A la suite des événements
tragiques de novembre 2004 survenus en Côte
d'Ivoire, mon collègue M. André
Vallet soulignait la légitimité
historique et l'importance de la présence
française dans ce pays, mais aussi le
devoir qui incombait à la France envers
la population locale comme envers tous
nos compatriotes rapatriés dans
l'urgence et dans la précarité.
Aujourd'hui, la situation connaît un
nouveau tournant.
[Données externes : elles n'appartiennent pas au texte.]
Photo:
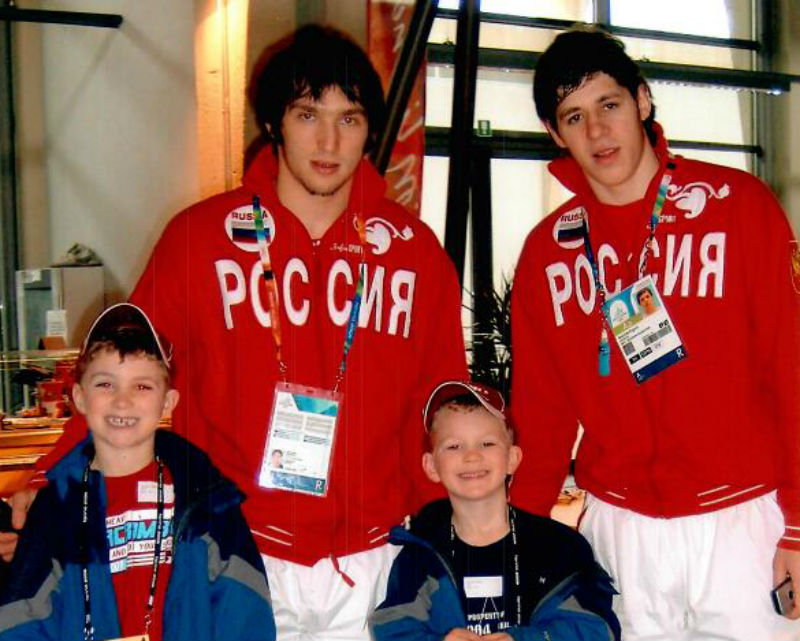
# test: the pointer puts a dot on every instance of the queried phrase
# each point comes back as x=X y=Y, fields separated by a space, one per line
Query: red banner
x=388 y=27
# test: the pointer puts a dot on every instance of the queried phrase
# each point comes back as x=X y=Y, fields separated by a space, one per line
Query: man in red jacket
x=691 y=450
x=311 y=315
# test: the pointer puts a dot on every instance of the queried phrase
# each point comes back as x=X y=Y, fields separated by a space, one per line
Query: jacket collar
x=192 y=472
x=567 y=171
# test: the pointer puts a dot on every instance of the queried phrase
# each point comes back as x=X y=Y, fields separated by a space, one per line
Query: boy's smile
x=323 y=142
x=123 y=401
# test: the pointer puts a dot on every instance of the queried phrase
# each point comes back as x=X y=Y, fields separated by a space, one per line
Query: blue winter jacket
x=217 y=589
x=423 y=603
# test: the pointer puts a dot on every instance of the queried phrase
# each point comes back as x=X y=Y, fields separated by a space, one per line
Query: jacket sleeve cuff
x=791 y=538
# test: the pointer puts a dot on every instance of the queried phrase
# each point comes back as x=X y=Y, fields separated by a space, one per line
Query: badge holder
x=644 y=330
x=300 y=439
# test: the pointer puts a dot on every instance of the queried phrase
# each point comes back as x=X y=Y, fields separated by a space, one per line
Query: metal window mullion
x=9 y=223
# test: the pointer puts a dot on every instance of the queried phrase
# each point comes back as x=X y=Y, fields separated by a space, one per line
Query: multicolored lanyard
x=272 y=291
x=88 y=628
x=512 y=526
x=604 y=348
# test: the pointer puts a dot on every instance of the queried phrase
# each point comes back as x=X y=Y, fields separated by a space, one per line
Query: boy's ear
x=429 y=466
x=78 y=399
x=514 y=459
x=644 y=102
x=171 y=399
x=554 y=134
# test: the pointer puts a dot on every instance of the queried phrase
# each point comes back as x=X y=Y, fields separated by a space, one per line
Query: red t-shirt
x=130 y=528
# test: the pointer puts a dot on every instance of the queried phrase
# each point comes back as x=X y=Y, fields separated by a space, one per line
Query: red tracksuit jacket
x=716 y=429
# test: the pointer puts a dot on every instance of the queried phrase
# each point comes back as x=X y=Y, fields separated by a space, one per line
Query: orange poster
x=388 y=27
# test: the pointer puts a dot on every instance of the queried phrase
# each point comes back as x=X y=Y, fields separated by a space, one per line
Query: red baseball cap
x=488 y=397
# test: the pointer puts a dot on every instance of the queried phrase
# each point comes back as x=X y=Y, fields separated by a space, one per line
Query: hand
x=461 y=634
x=787 y=562
x=20 y=503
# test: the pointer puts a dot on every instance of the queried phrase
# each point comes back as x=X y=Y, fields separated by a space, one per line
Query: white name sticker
x=644 y=330
x=302 y=430
x=147 y=492
x=483 y=587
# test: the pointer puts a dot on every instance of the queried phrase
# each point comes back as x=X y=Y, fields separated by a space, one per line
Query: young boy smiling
x=473 y=565
x=150 y=542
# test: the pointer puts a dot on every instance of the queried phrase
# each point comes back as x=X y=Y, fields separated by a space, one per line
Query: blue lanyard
x=272 y=290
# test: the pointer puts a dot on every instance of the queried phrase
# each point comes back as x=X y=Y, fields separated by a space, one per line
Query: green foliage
x=490 y=350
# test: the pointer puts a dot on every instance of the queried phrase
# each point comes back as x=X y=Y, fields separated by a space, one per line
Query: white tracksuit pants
x=693 y=578
x=317 y=603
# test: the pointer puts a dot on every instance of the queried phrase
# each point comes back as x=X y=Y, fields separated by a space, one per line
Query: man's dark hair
x=469 y=403
x=576 y=56
x=125 y=342
x=306 y=63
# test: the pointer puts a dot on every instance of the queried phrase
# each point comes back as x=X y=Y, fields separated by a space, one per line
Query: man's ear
x=429 y=466
x=170 y=401
x=514 y=459
x=78 y=398
x=554 y=135
x=644 y=101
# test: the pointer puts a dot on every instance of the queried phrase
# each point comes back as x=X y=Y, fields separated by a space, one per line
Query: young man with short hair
x=691 y=413
x=311 y=314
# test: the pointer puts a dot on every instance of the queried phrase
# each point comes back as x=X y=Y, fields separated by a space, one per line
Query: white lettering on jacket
x=234 y=289
x=687 y=263
x=297 y=315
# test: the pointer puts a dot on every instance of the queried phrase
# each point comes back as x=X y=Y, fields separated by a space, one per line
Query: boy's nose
x=327 y=136
x=122 y=399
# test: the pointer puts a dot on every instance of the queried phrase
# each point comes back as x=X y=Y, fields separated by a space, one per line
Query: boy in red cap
x=480 y=566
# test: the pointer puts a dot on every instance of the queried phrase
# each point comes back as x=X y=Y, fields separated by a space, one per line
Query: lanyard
x=512 y=525
x=272 y=291
x=604 y=348
x=88 y=628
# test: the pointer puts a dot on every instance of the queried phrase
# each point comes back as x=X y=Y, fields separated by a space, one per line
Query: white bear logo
x=692 y=198
x=380 y=233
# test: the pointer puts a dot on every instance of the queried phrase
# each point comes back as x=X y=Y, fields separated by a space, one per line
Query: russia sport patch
x=240 y=225
x=570 y=228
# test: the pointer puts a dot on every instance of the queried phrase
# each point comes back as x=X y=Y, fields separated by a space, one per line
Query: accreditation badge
x=643 y=329
x=300 y=438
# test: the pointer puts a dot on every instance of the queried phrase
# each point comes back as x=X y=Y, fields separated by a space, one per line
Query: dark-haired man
x=691 y=414
x=312 y=315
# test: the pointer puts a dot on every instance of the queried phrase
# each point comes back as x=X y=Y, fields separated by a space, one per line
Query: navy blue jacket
x=423 y=602
x=217 y=589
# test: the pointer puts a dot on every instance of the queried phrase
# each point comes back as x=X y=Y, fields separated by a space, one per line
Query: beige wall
x=112 y=138
x=786 y=131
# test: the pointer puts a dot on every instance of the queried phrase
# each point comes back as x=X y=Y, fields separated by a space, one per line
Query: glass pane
x=716 y=18
x=561 y=9
x=523 y=192
x=687 y=54
x=703 y=113
x=496 y=36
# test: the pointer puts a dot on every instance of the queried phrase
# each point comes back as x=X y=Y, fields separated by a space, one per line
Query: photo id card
x=643 y=329
x=300 y=438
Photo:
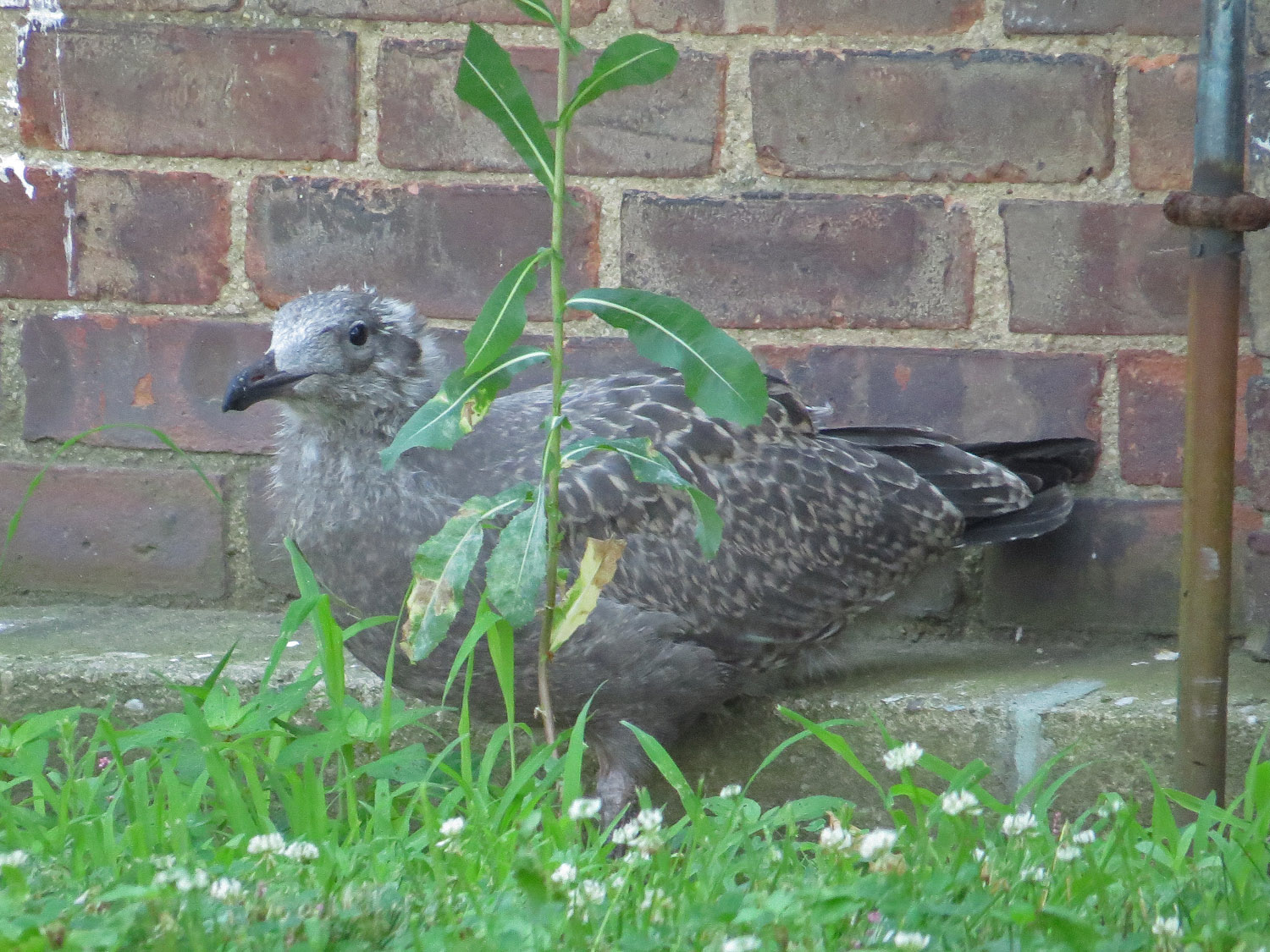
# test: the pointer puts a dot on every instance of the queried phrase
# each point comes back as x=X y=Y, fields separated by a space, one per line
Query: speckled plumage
x=818 y=525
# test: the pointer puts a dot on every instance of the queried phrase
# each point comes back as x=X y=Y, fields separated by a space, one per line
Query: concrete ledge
x=1013 y=705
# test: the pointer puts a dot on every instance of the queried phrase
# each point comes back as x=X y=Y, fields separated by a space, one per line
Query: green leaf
x=489 y=83
x=518 y=564
x=719 y=373
x=460 y=405
x=665 y=766
x=442 y=566
x=634 y=60
x=500 y=641
x=502 y=319
x=649 y=466
x=535 y=10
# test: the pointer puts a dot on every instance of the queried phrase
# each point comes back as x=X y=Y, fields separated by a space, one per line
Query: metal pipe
x=1212 y=347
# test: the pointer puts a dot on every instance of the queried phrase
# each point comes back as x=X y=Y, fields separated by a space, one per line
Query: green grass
x=273 y=823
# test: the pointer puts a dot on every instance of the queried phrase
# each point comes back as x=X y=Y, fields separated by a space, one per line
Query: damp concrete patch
x=1020 y=706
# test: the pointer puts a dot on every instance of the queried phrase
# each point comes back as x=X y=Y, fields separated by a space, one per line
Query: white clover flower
x=300 y=850
x=876 y=842
x=649 y=820
x=564 y=873
x=266 y=843
x=912 y=941
x=903 y=757
x=1020 y=823
x=836 y=839
x=643 y=833
x=958 y=801
x=225 y=889
x=584 y=809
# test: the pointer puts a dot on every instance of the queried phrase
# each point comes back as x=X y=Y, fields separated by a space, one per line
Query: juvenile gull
x=820 y=525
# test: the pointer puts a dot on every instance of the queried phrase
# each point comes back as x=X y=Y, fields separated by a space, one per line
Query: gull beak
x=261 y=381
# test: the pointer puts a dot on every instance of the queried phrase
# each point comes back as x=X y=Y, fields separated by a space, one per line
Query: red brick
x=140 y=89
x=583 y=12
x=1153 y=416
x=152 y=238
x=1162 y=121
x=1112 y=568
x=439 y=246
x=271 y=564
x=805 y=261
x=1095 y=268
x=114 y=532
x=805 y=17
x=163 y=372
x=964 y=116
x=671 y=129
x=1170 y=18
x=977 y=395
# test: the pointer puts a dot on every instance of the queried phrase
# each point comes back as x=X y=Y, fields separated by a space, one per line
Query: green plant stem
x=553 y=449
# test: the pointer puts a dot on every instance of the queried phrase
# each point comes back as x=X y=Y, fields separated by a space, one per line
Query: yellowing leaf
x=427 y=599
x=596 y=570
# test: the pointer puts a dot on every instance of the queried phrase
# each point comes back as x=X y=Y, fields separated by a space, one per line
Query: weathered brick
x=1170 y=18
x=114 y=532
x=977 y=395
x=1256 y=399
x=967 y=116
x=1153 y=416
x=140 y=89
x=805 y=261
x=805 y=17
x=1095 y=268
x=671 y=129
x=441 y=246
x=269 y=560
x=152 y=5
x=1162 y=121
x=152 y=238
x=583 y=12
x=1256 y=594
x=1112 y=568
x=163 y=372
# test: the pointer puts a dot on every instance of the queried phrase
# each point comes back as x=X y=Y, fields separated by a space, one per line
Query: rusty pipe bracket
x=1239 y=212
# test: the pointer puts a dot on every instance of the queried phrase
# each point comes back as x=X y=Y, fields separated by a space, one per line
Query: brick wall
x=942 y=212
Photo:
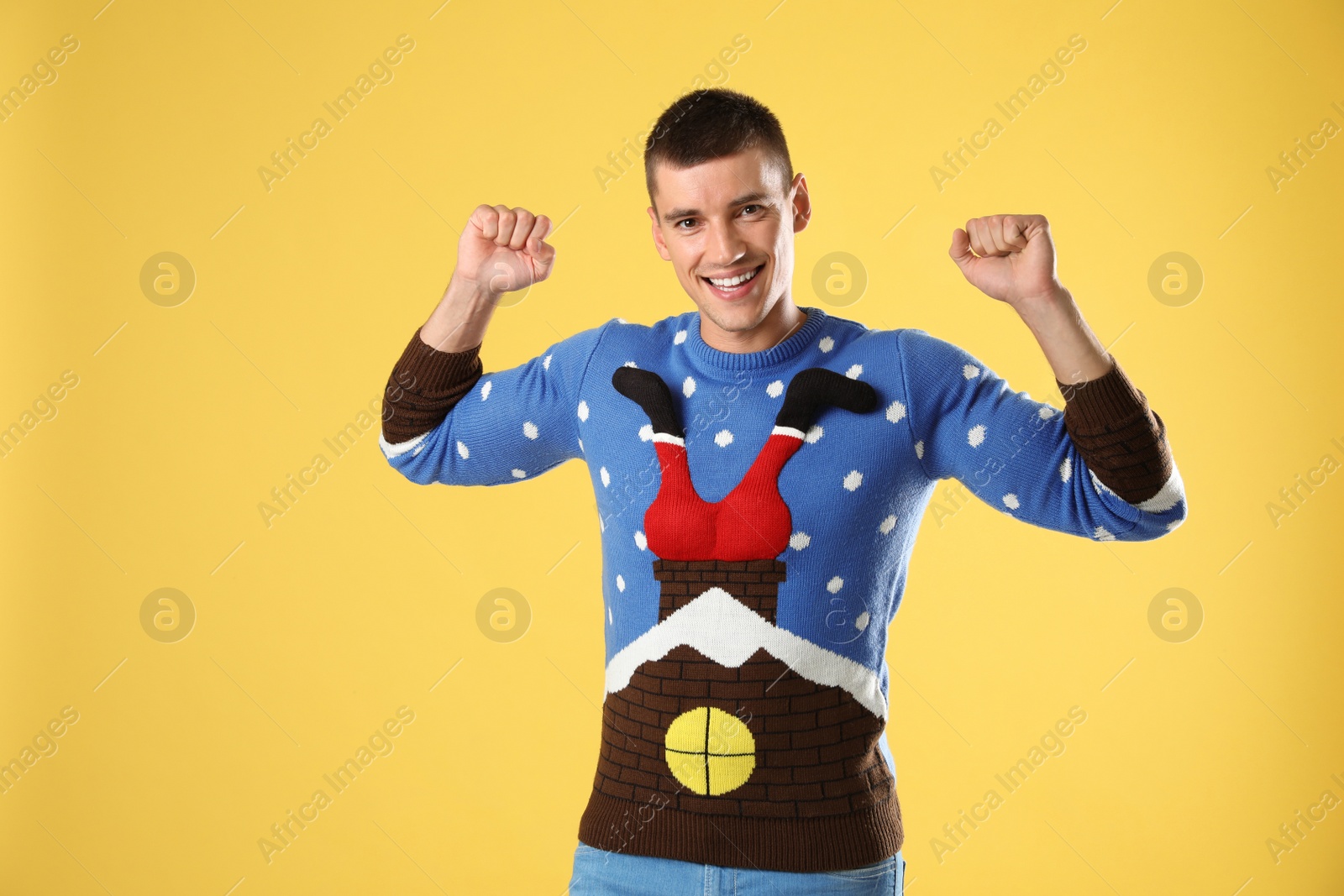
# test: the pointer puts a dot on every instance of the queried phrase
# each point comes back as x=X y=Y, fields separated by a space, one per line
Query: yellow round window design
x=710 y=752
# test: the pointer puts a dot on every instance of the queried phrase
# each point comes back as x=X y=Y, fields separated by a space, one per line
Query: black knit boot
x=816 y=387
x=648 y=390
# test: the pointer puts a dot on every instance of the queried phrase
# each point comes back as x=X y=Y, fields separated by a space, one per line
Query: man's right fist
x=501 y=249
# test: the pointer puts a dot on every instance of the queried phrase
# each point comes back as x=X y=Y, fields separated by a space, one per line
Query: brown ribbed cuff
x=1120 y=438
x=425 y=385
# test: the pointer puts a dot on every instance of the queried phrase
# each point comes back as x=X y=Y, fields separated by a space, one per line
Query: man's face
x=725 y=219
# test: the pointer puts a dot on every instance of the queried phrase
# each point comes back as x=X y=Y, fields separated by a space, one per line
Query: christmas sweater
x=759 y=512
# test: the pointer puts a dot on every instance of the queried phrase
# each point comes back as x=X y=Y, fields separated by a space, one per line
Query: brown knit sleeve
x=423 y=387
x=1120 y=438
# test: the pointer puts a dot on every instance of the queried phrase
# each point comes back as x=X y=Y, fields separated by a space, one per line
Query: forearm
x=1073 y=349
x=1120 y=438
x=440 y=364
x=460 y=318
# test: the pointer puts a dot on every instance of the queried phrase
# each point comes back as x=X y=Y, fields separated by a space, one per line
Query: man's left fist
x=1008 y=257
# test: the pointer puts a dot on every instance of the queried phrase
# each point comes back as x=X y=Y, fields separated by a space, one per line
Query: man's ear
x=801 y=203
x=658 y=235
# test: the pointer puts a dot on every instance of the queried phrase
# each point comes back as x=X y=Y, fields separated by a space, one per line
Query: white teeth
x=732 y=281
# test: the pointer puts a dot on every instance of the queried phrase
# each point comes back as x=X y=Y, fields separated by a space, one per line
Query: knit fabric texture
x=759 y=513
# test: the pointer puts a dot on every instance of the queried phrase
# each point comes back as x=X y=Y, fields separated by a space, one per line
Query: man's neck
x=783 y=322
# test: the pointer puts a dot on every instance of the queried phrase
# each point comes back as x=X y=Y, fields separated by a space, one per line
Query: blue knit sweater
x=855 y=490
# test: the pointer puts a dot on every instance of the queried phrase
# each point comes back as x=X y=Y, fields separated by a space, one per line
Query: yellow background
x=315 y=631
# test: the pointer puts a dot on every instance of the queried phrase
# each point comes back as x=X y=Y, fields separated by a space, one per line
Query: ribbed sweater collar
x=783 y=352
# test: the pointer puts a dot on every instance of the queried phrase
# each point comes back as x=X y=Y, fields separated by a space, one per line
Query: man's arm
x=1105 y=469
x=519 y=422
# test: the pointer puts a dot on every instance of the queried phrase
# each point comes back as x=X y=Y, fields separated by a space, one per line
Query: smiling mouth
x=734 y=286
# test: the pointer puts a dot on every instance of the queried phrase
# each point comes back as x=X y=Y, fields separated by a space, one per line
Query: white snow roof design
x=727 y=631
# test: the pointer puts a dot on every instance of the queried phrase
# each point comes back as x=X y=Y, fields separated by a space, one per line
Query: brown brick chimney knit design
x=816 y=752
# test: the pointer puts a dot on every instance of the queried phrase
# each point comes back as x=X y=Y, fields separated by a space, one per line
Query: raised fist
x=501 y=249
x=1007 y=257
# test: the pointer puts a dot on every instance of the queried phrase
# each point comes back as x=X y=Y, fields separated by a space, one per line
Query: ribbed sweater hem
x=830 y=842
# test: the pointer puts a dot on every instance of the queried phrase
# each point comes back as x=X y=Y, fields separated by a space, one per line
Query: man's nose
x=725 y=244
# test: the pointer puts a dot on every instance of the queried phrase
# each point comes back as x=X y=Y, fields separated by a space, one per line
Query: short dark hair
x=710 y=123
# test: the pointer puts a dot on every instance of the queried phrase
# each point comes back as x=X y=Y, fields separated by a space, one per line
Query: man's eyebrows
x=739 y=201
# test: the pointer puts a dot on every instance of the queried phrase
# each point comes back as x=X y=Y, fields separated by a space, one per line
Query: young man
x=761 y=469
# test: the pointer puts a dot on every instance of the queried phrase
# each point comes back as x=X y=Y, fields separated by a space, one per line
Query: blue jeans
x=598 y=872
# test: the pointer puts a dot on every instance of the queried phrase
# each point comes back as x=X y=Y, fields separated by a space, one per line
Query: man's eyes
x=691 y=221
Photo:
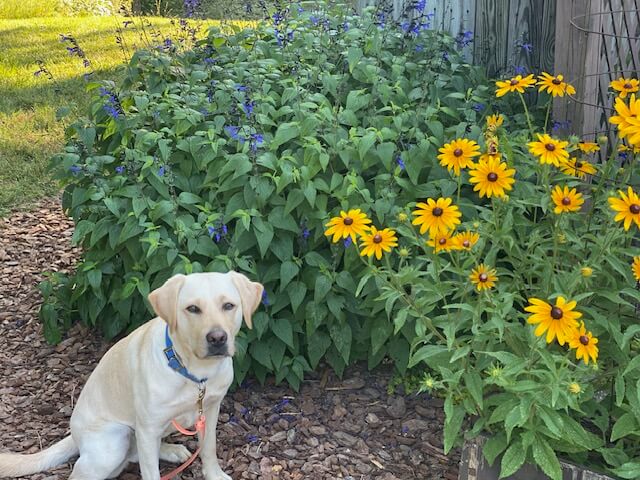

C'est, en tout cas, ce
que semblent nous indiquer les
informations qui nous parviennent.
Grâce à l'opération Licorne, la présence
militaire française en Côte d'Ivoire
aux côtés de l'ONUCI, l'Opération des
Nations unies en Côte d'Ivoire, a été
confirmée et prolongée par un mandat
du Conseil de sécurité,...
Un
sénateur socialiste.
C'est notre Vietnam !
M.
Philippe Nogrix. ...et
les nombreuses négociations menées par
le Président sud-africain, M. Thabo
M'Beki, soutenu par l'Union africaine,
la communauté internationale et la
France, ont abouti à un accord, ce dont
nous sommes satisfaits.
En dépit de tous ces éléments
positifs, la tension semble monter en Côte
d'Ivoire. La présence française, matérialisée
par les soldats de l'opération Licorne,
reste controversée, malgré le calme
tout relatif des jeunes patriotes.
M.
Jean-Pierre Michel.
Pas de néocolonialisme !
M.
Philippe Nogrix. Il
n'y a pas de commentaires à faire, mon
cher collègue, il n'y a qu'à écouter : ce
serait, au moins, une attitude digne !
La situation ne peut guère s'améliorer,
compte tenu des allégations avancées
par les autorités ivoiriennes quant à
la légitimité et à la nature des
interventions de nos forces ; je
pense particulièrement à la sécurité
des informations qu'elles ont collectées.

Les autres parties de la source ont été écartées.